Power wight integrability for sums of moduli of blocks from trigonometric series

The following problem is studied: find conditions on sequences $\{\gamma(r)\}$, $\{n_j\}$, and $\{v_j\}$ under which, for any sequence $\{b_k\}$ such that $\sum_{k=r}^{\infty}|b_k-b_{k+1}|\leq\gamma(r)$, $b_k\to 0$, the integral $\int_0^\pi U^p(x)/{x^q}dx$ is convergent, where $p>0$, $q\in[1-p;1)$, and $U(x):=\sum_{j=1}^{\infty}\left|\sum_{k=n_j}^{v_j}b_k \sin kx\right|$. In the case $\gamma(r)={B}/{r}$, $B>0$, this problem was studied and solved by S. A. Telyakovskii.
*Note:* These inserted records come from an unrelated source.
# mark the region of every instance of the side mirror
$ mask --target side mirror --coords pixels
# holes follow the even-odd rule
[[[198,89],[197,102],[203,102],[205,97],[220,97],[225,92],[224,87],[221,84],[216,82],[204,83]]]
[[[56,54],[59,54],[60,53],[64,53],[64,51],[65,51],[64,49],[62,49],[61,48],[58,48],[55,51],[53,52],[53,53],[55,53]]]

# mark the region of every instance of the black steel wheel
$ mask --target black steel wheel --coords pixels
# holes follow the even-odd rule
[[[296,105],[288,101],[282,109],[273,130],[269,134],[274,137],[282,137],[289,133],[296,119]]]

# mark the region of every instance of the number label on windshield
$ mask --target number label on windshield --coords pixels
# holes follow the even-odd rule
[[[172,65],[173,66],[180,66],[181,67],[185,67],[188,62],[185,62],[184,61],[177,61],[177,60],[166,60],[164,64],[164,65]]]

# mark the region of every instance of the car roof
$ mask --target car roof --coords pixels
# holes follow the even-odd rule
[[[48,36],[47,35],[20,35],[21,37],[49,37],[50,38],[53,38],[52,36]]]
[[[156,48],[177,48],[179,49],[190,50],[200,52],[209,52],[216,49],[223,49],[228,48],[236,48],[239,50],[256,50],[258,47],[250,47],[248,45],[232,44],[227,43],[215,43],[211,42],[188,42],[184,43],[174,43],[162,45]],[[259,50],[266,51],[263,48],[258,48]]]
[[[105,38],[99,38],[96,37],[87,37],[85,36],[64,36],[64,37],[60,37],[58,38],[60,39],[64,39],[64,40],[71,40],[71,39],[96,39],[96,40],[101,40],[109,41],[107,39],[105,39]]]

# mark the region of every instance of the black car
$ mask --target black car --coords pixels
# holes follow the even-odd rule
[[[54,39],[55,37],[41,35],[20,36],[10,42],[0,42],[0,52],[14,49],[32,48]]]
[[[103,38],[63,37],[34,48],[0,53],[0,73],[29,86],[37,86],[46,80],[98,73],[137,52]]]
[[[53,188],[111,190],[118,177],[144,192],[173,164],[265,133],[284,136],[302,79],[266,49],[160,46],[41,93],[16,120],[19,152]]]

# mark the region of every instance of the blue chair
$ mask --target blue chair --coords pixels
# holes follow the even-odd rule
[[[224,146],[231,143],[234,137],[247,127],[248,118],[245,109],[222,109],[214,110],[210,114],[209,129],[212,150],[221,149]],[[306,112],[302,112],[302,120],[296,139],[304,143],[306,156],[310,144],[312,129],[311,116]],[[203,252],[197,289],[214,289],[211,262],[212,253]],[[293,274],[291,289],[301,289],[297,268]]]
In the case where $p\ge 1$, $q=0$, $v_j=n_{j+1}-1$, and the sequence $\{b_k\}$ is monotone, A. S. Belov obtained a criterion for the belonging of the function $U(x)$ to the space $L_p$. In Theorem 1 of the present paper, we give sufficient conditions for the convergence of the above integral, which for $\gamma(r)= B/{r}$, $B>0$, coincide with Telyakovskii's sufficient conditions. In the case $\gamma(r)= O(1/{r})$, Telyakovskii's conditions may be violated, but the application of Theorem 1 guarantees the convergence of the integral. The corresponding examples are given in the last section of the paper. The question on necessary conditions for the convergence of the integral $\int_0^\pi U^p(x)/{x^q}dx$, where $p>0$ and $q\in[1-p;1)$, remains open.